First, there’s the matter of the apples themselves. Google “best apples for baking” and you’ll get a laundry list of apple varieties from everyone and their brother. About the only thing these apple people seem to agree on is that Granny Smiths do not make great baked apples. Mom’s apples were soft, a cross between firm flesh and applesauce. She typically used Romes or Jonathons, neither of which is available at my local grocery. Meaning that I’ve been baking many apples of various varieties, and today I hit it with Empires. The apples were cored and the top rim peeled, then the cavity was filled with peanut butter. I’ve topped them off with a basic streusel for a touch of sweetness. She probably fit wheat germ in there somewhere. Since I don’t routinely have wheat germ on hand in my kitchen, I’ve thrown a bit of flax meal into the streusel. Must maintain the authenticity!

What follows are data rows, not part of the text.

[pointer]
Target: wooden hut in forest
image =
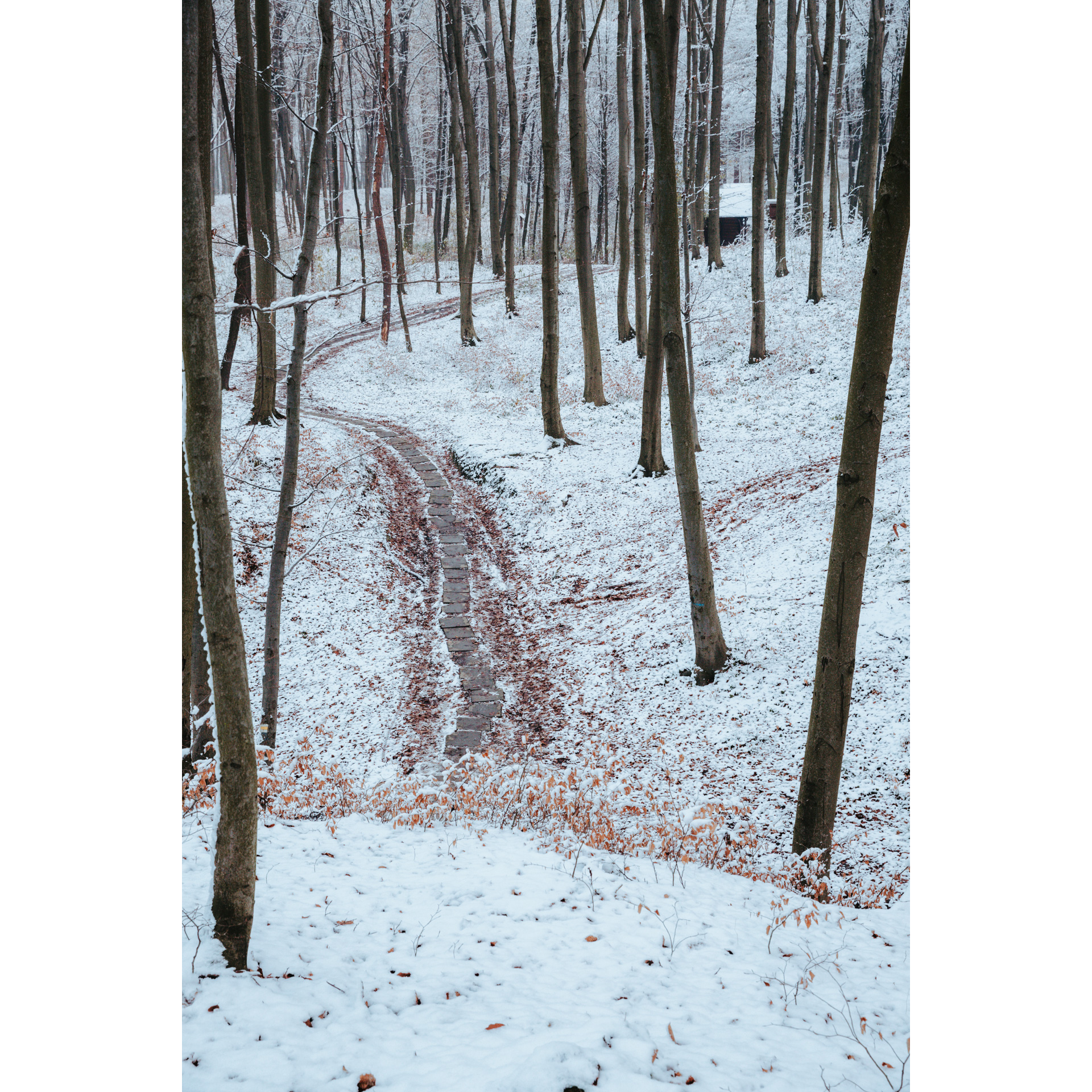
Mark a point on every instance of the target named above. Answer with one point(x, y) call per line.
point(735, 211)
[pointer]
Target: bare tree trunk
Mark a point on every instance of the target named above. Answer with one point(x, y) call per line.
point(263, 410)
point(784, 148)
point(832, 694)
point(468, 333)
point(622, 235)
point(547, 102)
point(582, 211)
point(872, 93)
point(377, 178)
point(639, 180)
point(835, 134)
point(661, 39)
point(508, 42)
point(824, 65)
point(233, 900)
point(764, 69)
point(271, 674)
point(243, 251)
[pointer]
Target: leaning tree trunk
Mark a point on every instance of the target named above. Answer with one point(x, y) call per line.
point(271, 674)
point(494, 135)
point(508, 41)
point(582, 201)
point(824, 65)
point(625, 330)
point(469, 249)
point(263, 410)
point(661, 38)
point(547, 101)
point(872, 94)
point(793, 21)
point(713, 234)
point(832, 694)
point(242, 251)
point(235, 857)
point(639, 181)
point(757, 351)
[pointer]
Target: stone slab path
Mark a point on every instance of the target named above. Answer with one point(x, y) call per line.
point(483, 697)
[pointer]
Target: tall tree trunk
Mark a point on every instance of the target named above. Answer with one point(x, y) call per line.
point(233, 897)
point(832, 694)
point(271, 674)
point(622, 235)
point(824, 65)
point(189, 601)
point(582, 201)
point(547, 102)
point(263, 410)
point(468, 333)
point(713, 235)
point(377, 178)
point(764, 69)
point(835, 129)
point(872, 94)
point(639, 181)
point(661, 39)
point(508, 42)
point(494, 141)
point(242, 251)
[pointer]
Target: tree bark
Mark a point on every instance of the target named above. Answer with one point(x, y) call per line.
point(661, 38)
point(263, 410)
point(713, 239)
point(233, 900)
point(872, 94)
point(508, 42)
point(833, 689)
point(824, 65)
point(468, 333)
point(625, 330)
point(639, 181)
point(271, 674)
point(582, 211)
point(758, 351)
point(547, 102)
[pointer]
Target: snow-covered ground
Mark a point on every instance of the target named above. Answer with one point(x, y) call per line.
point(457, 959)
point(580, 598)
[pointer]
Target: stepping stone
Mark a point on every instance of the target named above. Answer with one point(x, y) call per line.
point(471, 724)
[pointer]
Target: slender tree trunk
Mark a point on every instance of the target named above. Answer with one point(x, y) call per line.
point(263, 410)
point(271, 675)
point(661, 39)
point(508, 42)
point(243, 251)
point(622, 235)
point(713, 234)
point(835, 133)
point(233, 899)
point(639, 181)
point(764, 68)
point(494, 141)
point(189, 601)
point(793, 20)
point(582, 201)
point(832, 694)
point(872, 93)
point(473, 179)
point(547, 102)
point(377, 178)
point(824, 65)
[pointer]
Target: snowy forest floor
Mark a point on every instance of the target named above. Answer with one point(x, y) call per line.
point(580, 597)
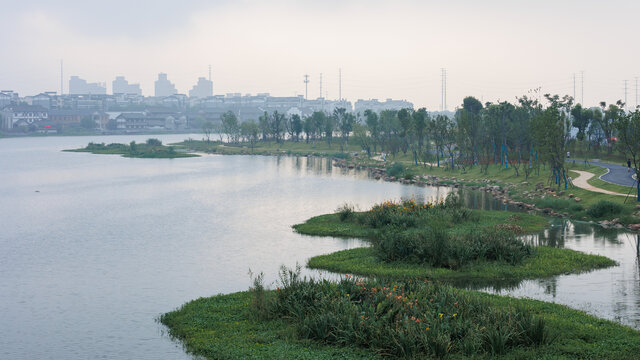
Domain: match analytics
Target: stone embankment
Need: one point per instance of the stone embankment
(498, 189)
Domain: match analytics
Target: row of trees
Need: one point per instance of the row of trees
(522, 135)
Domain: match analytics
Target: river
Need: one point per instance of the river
(96, 247)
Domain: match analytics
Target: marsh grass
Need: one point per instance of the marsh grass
(401, 319)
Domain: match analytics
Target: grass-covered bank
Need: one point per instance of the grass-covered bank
(406, 248)
(228, 327)
(151, 149)
(546, 262)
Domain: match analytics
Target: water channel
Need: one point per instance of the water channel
(95, 247)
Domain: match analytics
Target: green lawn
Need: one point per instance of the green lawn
(545, 262)
(222, 327)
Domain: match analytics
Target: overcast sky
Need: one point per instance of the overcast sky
(492, 49)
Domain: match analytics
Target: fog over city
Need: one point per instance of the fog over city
(492, 50)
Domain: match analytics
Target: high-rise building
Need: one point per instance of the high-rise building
(122, 86)
(78, 86)
(203, 89)
(164, 87)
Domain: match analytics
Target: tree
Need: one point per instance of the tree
(154, 142)
(296, 125)
(551, 130)
(308, 127)
(230, 126)
(207, 129)
(581, 119)
(628, 127)
(345, 122)
(264, 125)
(610, 115)
(250, 130)
(468, 120)
(277, 125)
(371, 119)
(87, 122)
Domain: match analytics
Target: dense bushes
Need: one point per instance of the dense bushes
(604, 208)
(435, 247)
(401, 319)
(420, 233)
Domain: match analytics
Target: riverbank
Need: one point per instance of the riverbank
(528, 192)
(152, 149)
(224, 327)
(544, 262)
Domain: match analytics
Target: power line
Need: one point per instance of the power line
(340, 84)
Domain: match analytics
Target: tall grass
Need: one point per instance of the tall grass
(409, 319)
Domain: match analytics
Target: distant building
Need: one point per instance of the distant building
(203, 89)
(121, 86)
(14, 116)
(78, 86)
(375, 105)
(7, 97)
(164, 87)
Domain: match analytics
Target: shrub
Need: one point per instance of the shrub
(408, 320)
(345, 212)
(154, 142)
(554, 203)
(433, 246)
(396, 169)
(604, 208)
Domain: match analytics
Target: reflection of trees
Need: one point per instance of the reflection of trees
(606, 235)
(550, 286)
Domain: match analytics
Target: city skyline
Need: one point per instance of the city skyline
(383, 51)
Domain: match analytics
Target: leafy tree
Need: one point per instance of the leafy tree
(250, 131)
(230, 126)
(207, 129)
(371, 119)
(265, 126)
(154, 142)
(296, 126)
(628, 127)
(551, 130)
(610, 115)
(345, 122)
(277, 122)
(87, 122)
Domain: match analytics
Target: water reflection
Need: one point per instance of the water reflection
(612, 293)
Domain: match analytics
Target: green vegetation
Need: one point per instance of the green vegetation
(306, 319)
(153, 148)
(412, 240)
(545, 262)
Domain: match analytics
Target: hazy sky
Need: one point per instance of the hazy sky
(492, 49)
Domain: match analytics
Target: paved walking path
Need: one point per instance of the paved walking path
(617, 174)
(581, 182)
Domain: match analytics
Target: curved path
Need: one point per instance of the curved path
(617, 174)
(581, 182)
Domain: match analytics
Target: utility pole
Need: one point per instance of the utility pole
(582, 88)
(574, 86)
(340, 84)
(636, 92)
(61, 79)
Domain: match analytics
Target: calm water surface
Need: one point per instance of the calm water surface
(95, 247)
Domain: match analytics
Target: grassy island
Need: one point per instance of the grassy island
(438, 242)
(399, 311)
(151, 149)
(356, 319)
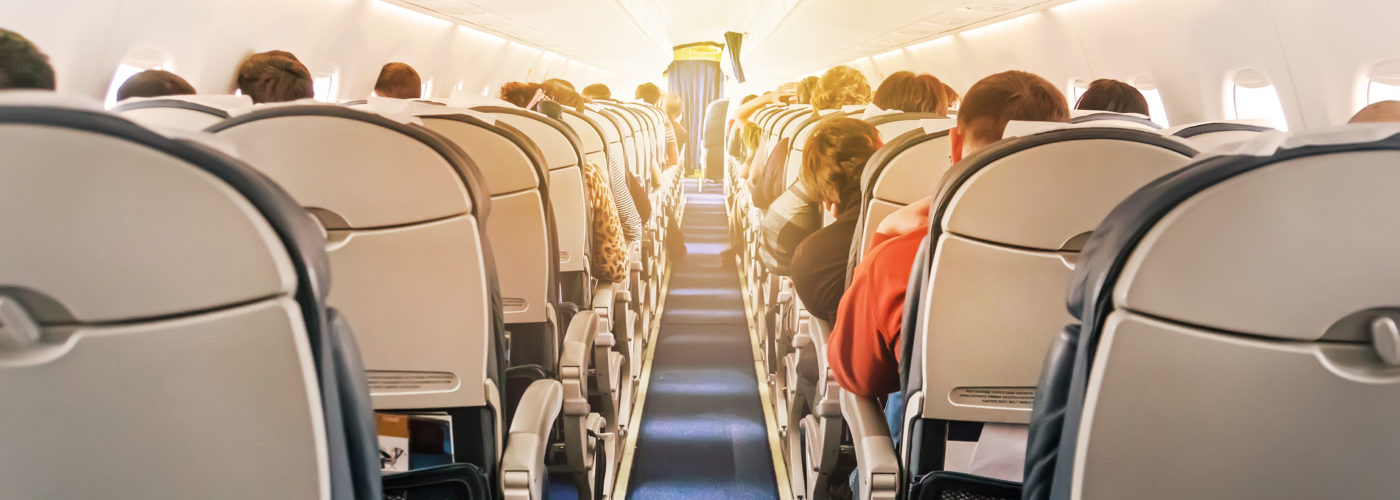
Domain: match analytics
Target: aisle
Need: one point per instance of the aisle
(703, 433)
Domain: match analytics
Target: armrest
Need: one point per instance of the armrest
(522, 465)
(573, 362)
(875, 458)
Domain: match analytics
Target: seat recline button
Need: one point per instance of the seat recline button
(17, 328)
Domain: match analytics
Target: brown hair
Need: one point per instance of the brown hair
(804, 90)
(518, 93)
(835, 156)
(1010, 95)
(1105, 94)
(910, 93)
(840, 86)
(399, 80)
(275, 76)
(153, 83)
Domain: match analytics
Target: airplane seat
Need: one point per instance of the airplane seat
(1213, 136)
(1007, 227)
(903, 171)
(182, 112)
(1252, 297)
(403, 213)
(1108, 118)
(147, 339)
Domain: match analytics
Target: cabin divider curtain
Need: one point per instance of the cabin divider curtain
(697, 83)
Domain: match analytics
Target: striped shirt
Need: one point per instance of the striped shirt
(626, 206)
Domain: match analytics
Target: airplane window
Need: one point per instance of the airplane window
(1383, 83)
(122, 73)
(1253, 98)
(1154, 100)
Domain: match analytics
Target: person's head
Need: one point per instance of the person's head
(153, 83)
(675, 107)
(275, 76)
(560, 81)
(648, 93)
(835, 157)
(1105, 94)
(840, 86)
(399, 81)
(804, 90)
(598, 91)
(23, 65)
(1000, 98)
(520, 93)
(1378, 112)
(910, 93)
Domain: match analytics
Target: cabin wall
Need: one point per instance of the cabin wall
(203, 41)
(1316, 53)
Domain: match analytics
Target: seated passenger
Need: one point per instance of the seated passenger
(609, 255)
(790, 214)
(598, 91)
(909, 93)
(1113, 95)
(832, 164)
(21, 63)
(864, 345)
(153, 83)
(275, 76)
(1378, 112)
(399, 81)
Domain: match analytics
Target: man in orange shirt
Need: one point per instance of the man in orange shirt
(864, 345)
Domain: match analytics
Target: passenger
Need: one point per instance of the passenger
(399, 81)
(910, 93)
(21, 63)
(1378, 112)
(791, 212)
(1113, 95)
(836, 153)
(609, 248)
(153, 83)
(804, 90)
(275, 76)
(598, 93)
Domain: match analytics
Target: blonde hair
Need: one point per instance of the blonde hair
(836, 154)
(840, 86)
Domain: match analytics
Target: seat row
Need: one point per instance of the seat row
(255, 294)
(1185, 273)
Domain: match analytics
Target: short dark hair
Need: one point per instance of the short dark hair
(399, 80)
(275, 76)
(598, 91)
(1010, 95)
(648, 93)
(910, 93)
(23, 65)
(1105, 94)
(153, 83)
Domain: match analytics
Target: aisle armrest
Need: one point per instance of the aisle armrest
(573, 362)
(875, 458)
(522, 465)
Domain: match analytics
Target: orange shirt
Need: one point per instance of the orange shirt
(864, 345)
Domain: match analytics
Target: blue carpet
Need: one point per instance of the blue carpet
(702, 429)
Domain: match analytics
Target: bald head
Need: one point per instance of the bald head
(1379, 112)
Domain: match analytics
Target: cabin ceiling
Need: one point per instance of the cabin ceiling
(784, 37)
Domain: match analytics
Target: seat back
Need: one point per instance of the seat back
(1253, 299)
(1215, 135)
(182, 112)
(403, 214)
(1007, 228)
(907, 168)
(157, 300)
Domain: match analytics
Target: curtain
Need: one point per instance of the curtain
(697, 83)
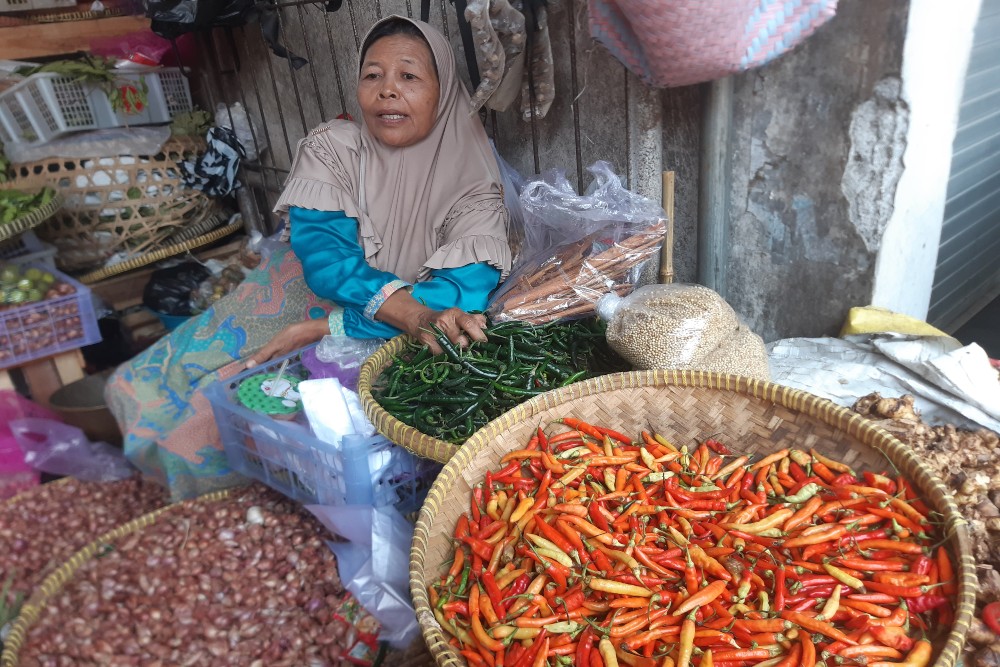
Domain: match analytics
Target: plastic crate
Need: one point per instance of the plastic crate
(48, 327)
(46, 106)
(287, 457)
(28, 249)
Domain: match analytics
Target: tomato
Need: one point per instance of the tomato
(991, 616)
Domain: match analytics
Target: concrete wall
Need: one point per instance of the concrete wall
(818, 138)
(835, 150)
(840, 156)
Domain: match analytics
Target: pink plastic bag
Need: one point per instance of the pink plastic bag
(15, 474)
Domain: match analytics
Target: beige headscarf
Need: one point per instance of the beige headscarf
(435, 204)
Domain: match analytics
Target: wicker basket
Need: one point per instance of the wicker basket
(750, 416)
(403, 435)
(124, 205)
(55, 581)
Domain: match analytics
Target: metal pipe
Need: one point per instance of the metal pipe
(714, 177)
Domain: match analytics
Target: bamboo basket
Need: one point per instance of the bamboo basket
(749, 416)
(52, 584)
(124, 204)
(402, 434)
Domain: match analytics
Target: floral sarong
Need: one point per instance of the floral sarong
(158, 398)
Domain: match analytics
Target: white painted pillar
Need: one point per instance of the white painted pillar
(935, 57)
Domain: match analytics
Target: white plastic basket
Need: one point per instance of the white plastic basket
(28, 249)
(46, 105)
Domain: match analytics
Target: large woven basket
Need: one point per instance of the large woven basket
(406, 436)
(52, 584)
(122, 205)
(749, 416)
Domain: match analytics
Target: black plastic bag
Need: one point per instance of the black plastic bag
(172, 18)
(169, 290)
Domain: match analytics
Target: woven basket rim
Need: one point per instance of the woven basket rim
(53, 583)
(160, 254)
(801, 402)
(7, 502)
(417, 442)
(9, 230)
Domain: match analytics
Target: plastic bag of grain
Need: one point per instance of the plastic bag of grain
(684, 327)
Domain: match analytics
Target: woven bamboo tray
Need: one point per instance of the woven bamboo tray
(9, 230)
(403, 435)
(127, 204)
(161, 253)
(749, 416)
(52, 584)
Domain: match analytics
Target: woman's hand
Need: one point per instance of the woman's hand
(460, 327)
(291, 338)
(404, 312)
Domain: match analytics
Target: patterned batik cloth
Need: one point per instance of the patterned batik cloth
(158, 398)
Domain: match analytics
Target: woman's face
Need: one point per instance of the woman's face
(398, 90)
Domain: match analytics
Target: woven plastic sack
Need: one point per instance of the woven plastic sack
(682, 42)
(683, 327)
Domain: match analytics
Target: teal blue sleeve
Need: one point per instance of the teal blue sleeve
(333, 262)
(326, 242)
(467, 287)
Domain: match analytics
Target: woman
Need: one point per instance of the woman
(399, 225)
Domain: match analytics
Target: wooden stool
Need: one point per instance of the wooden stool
(44, 376)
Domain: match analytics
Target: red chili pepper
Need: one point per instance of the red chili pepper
(717, 447)
(506, 471)
(844, 478)
(493, 591)
(462, 527)
(477, 503)
(779, 589)
(542, 495)
(922, 565)
(596, 517)
(584, 647)
(518, 586)
(482, 549)
(488, 488)
(926, 603)
(796, 471)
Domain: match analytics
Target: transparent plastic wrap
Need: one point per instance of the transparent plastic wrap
(578, 248)
(373, 562)
(340, 357)
(59, 449)
(680, 326)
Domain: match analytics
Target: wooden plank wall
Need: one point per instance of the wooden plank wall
(601, 111)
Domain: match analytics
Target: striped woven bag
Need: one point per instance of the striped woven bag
(681, 42)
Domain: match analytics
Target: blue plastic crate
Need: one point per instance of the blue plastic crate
(286, 456)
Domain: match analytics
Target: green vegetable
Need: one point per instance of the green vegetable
(15, 204)
(453, 394)
(191, 123)
(125, 94)
(10, 605)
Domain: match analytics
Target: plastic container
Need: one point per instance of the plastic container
(287, 457)
(28, 249)
(48, 327)
(47, 105)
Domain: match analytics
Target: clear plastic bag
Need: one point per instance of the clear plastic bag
(577, 248)
(374, 564)
(681, 326)
(60, 449)
(15, 474)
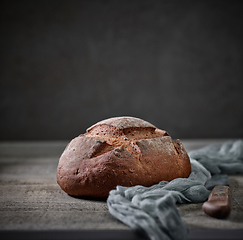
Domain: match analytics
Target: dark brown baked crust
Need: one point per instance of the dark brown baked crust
(122, 151)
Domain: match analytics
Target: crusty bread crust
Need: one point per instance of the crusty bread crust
(122, 151)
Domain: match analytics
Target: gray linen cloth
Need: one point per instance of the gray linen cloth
(153, 211)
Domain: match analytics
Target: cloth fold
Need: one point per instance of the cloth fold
(153, 211)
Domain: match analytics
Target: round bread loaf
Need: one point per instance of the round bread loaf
(124, 151)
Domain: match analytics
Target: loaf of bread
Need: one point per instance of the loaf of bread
(124, 151)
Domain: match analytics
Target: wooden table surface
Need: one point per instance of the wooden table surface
(31, 200)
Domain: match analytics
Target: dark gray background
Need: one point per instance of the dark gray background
(67, 64)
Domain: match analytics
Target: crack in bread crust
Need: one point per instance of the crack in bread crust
(126, 138)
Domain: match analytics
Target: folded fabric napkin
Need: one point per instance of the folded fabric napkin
(153, 211)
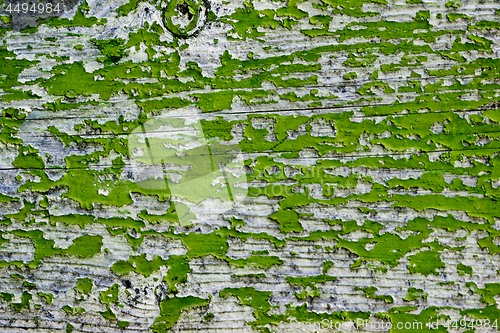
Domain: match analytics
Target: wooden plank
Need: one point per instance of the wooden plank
(230, 166)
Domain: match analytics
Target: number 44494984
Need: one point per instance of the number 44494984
(38, 8)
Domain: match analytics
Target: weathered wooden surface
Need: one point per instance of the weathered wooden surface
(366, 183)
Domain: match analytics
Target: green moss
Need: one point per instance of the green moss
(48, 297)
(414, 294)
(171, 308)
(462, 269)
(327, 265)
(108, 314)
(25, 302)
(73, 311)
(7, 297)
(425, 262)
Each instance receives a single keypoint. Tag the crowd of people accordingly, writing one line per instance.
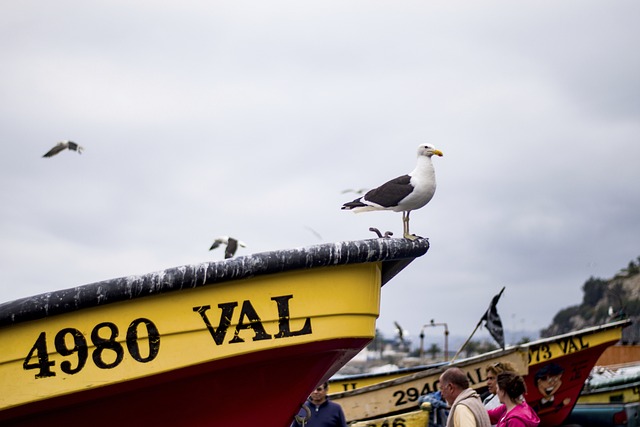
(505, 406)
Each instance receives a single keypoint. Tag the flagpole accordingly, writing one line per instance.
(485, 317)
(466, 342)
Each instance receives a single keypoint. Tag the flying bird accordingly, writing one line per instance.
(405, 193)
(232, 245)
(356, 191)
(63, 145)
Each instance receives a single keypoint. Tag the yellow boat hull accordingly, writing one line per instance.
(222, 352)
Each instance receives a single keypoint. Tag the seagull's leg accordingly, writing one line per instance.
(405, 221)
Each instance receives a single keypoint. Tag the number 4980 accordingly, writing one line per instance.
(104, 338)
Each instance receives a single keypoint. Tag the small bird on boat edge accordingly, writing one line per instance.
(232, 245)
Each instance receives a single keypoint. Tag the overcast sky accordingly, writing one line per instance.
(249, 118)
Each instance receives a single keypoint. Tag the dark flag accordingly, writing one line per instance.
(493, 322)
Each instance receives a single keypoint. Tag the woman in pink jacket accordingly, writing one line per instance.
(514, 412)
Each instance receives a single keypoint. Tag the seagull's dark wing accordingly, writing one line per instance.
(391, 192)
(55, 150)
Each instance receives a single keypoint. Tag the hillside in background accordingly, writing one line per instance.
(604, 300)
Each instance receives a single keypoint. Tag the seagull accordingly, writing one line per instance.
(232, 245)
(404, 193)
(63, 145)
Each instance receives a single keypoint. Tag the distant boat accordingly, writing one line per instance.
(418, 418)
(240, 342)
(401, 394)
(612, 384)
(554, 369)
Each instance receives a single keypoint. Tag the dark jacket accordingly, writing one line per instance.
(328, 414)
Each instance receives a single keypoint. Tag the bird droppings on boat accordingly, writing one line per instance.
(393, 253)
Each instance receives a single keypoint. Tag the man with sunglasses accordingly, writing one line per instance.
(466, 406)
(324, 413)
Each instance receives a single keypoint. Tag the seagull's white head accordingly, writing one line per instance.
(428, 150)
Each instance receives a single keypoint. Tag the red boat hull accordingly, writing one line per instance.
(553, 387)
(201, 395)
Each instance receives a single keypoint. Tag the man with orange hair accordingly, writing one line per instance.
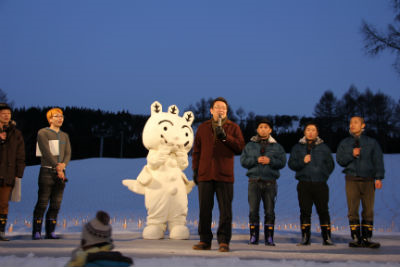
(54, 148)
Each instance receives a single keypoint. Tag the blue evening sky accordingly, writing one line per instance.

Baked slowly to perfection, they are juicy and sweet with just a touch of richness. Baked apples are an old-fashioned, homey dessert perfect for late fall and winter. Bake some apples and let them warm you up.
Nut Butter Baked Apples
Ingredients
- 4 whole apples Empires, Jonathons, Romes preferred
- 3 tbsp nut butter I used almond butter
- 1 tsp cinnamon, divided
- 1 tbsp flour
- 1 tbsp sugar
- 2 tsp flax meal optional
- 2 tsp butter
- 1 cup apple juice or water
Instructions
- Pre-heat the oven to 350° F. Have a 9-inch pie plate or baking dish ready.
- Use a small paring knife or apple coring tool to remove the cores of the apples, leaving the bottoms intact. Try to remove the seeds. Peel away a strip around the top of the cavity of each apple. Sprinkle the cavities with 1/2 tsp. cinnamon. Stuff the cavities with the nut butter, splitting evenly.
- Combine the flour, sugar, flax meal, and remaining cinnamon, then rub the butter in to make streusel. Spoon the streusel over the nut butter to fill the cavities to the top. Sprinkle with cinnamon. Place the filled apples into the pie plate. Pour the apple juice or water around the base of the apples and bake for 45 minutes to 1 hour, or until a knife slides easily into the apples. Cool slightly and serve with shipped cream or ice cream.